2. Davalı ... Şirketi vekili; müvekkili nezdinde çalışan davacıya ait iş sözleşmesinin dava dışı ... AŞ'ye devredildiğini, son işveren olmayan müvekkili Şirkete husumet yöneltilemeyeceğini, toplu taşıma hizmetlerinin işletme ve/veya işlettirme hakkının 01.01.2016 tarihinden itibaren 10 yıl süreyle dava dışı Şirkete devredildiğini ve çalışanların mağdur olmaması için devir iş sözleşmeleri düzenlendiğini ve davacının da bu devre ... gösterdiğini, iş sözleşmesinin devrinde, hem işveren, hem de işyeri değiştiğinden işyeri devrine ilişkin hükümlerin kıyasen uygulanamayacağını, zamanaşımı def'inin görmezden gelindiğini, davacının vardiya zammı alacağının da bulunmadığını, aksi kabulde dahi fiilen çalışılan günlerin ücreti üzerinden ödenmesi gereken alacağın hatalı hesaplandığını, denetime elverişli olmayan bilirkişi raporuna itibar edilerek hüküm kurulduğunu, davacının haksız çıkar sağlamaya yönelik gerçek dışı iddialarının mesnetsiz olduğunu,tanık beyanlarına itibar edilemeyeceğini, işyeri devri olgusu kabul edilse dahi iki yıllık hak düşürücü sürenin dolduğunu, Mahkemece yanılgılı değerlendirmeyle karar verildiğini belirterek İlk Derece Mahkemesi kararının bozulması istemi ile temyiz yoluna başvurmuştur.
C. Gerekçe
1. Uyuşmazlık ve Hukuki Nitelendirme
Dosya içeriğine, bozmanın mahiyeti ve kapsamına göre taraflar arasındaki uyuşmazlık, davalı Şirket ile dava dışı ... Şirketi arasındaki hukuki ilişkinin niteliğinin belirlenmesi ile iş sözleşmesinin devri mi yoksa işyeri devri olup olmadığının açıklığa kavuşturulması ve bu bağlamda davacının hüküm altına alınan alacağından davalı Şirketin sorumlu olup olmayacağının belirlenmesi noktasındadır.
2. İlgili Hukuk
1. 6100 sayılı Kanun'un 369 uncu maddesinin birinci fıkrası ile 370 ve 371 inci maddeleri.

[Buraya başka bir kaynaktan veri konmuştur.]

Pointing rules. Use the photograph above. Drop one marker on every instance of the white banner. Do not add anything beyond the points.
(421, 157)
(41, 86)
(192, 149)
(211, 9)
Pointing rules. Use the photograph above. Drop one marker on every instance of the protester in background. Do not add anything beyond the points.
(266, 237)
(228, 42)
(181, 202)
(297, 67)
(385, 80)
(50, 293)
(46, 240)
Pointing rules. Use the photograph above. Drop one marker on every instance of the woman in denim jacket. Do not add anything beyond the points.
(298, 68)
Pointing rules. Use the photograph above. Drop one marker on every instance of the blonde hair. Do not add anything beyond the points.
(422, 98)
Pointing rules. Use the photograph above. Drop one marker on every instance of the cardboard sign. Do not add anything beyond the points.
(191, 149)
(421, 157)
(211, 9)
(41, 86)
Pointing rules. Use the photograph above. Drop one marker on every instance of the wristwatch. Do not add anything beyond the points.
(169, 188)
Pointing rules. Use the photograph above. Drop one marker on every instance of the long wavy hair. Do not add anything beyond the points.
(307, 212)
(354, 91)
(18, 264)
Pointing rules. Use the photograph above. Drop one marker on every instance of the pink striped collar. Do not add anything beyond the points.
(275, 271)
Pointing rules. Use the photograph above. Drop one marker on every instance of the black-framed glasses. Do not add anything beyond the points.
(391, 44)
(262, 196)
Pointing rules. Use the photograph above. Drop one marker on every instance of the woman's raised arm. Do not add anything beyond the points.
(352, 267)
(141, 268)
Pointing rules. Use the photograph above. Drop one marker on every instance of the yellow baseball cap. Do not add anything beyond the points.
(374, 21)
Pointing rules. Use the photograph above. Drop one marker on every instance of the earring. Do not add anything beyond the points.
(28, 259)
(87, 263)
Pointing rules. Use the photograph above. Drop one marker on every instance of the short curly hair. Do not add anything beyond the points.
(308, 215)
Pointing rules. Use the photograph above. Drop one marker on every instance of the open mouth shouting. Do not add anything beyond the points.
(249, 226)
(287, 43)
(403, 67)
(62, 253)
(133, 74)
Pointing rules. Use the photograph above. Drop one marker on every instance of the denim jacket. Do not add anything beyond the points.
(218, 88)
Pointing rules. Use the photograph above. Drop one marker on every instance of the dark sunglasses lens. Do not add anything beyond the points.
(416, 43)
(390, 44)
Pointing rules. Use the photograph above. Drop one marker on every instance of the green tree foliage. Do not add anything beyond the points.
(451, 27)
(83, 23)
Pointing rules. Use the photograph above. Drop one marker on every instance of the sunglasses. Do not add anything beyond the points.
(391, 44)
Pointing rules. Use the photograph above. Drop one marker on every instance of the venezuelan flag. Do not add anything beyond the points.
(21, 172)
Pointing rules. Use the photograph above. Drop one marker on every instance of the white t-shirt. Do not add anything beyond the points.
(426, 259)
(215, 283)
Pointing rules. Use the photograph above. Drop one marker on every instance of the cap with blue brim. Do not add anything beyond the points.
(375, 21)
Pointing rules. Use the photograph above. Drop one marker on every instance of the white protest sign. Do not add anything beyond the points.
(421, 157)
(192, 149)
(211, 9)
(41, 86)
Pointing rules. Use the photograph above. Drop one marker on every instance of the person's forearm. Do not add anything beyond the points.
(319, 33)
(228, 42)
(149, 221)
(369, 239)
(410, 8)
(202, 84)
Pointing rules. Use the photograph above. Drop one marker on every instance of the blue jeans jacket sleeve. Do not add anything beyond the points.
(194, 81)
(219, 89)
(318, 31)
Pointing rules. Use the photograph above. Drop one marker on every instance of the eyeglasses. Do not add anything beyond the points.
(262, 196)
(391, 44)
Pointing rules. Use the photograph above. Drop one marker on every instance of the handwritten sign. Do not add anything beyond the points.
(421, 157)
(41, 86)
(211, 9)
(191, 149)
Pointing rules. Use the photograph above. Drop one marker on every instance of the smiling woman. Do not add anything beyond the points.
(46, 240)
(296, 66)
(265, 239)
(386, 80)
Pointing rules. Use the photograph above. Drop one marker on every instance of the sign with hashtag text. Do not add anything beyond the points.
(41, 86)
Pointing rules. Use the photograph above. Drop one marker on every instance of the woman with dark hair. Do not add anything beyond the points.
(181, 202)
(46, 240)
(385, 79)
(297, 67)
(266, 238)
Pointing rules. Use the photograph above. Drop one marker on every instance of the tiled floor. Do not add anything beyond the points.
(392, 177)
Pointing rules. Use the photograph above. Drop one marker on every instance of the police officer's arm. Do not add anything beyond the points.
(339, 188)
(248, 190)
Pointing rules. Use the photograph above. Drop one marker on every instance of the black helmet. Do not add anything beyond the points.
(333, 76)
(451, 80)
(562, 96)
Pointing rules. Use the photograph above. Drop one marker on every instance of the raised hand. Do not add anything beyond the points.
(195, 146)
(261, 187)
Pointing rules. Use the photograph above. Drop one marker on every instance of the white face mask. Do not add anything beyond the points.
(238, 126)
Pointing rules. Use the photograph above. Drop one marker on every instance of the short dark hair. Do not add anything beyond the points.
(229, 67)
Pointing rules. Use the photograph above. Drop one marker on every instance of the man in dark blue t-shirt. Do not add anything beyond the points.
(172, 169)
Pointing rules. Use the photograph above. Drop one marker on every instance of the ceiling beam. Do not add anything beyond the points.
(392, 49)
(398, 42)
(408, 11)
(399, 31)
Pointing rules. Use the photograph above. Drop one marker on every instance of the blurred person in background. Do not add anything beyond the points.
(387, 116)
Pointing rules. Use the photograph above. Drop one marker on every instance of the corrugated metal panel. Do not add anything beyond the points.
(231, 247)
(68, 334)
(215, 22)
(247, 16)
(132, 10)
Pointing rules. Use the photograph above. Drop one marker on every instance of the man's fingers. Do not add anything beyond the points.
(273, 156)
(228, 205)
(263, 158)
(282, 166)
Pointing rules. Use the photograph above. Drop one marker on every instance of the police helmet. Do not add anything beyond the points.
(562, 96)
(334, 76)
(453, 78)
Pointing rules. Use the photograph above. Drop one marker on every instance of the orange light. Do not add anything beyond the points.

2. 4857 sayılı İş Kanunu'nun 2 ve 6 ncı maddeleri.
3. 6098 sayılı Kanun'un 205 inci, 428 inci ve 429 uncu maddeleri.
4. 6356 sayılı Sendikalar ve Toplu İş Sözleşmesi Kanunu'nun 39 uncu maddesi.
3. Değerlendirme
1. Temyiz olunan nihai kararların bozulması 6100 sayılı Kanun'un 371 inci maddesinde yer alan sebeplerden birinin varlığı hâlinde mümkündür.
2. Temyizen incelenen İlk Derece Mahkemesi kararının bozmaya uygun olduğu, kararda ve kararın gerekçesinde hukuk kurallarının somut olaya uygulanmasında bir isabetsizlik bulunmadığı, bozmaya uyulmakla karşı taraf yararına kazanılmış hak durumunu oluşturan yönlerin ise yeniden incelenmesine hukukça imkân bulunmadığı anlaşılmakla; temyiz dilekçesinde ileri sürülen nedenler kararın bozulmasını gerektirecek nitelikte görülmemiştir.
VII. KARAR
Açıklanan sebeple;
Davalılar vekillerinin yerinde görülmeyen tüm temyiz itirazlarının reddi ile usul ve kanuna uygun olan kararın ONANMASINA,
Aşağıda yazılı temyiz giderinin temyiz edenlere yükletilmesine,
Dosyanın İlk Derece Mahkemesine gönderilmesine,
11.09.2024 tarihinde oy birliğiyle karar verildi.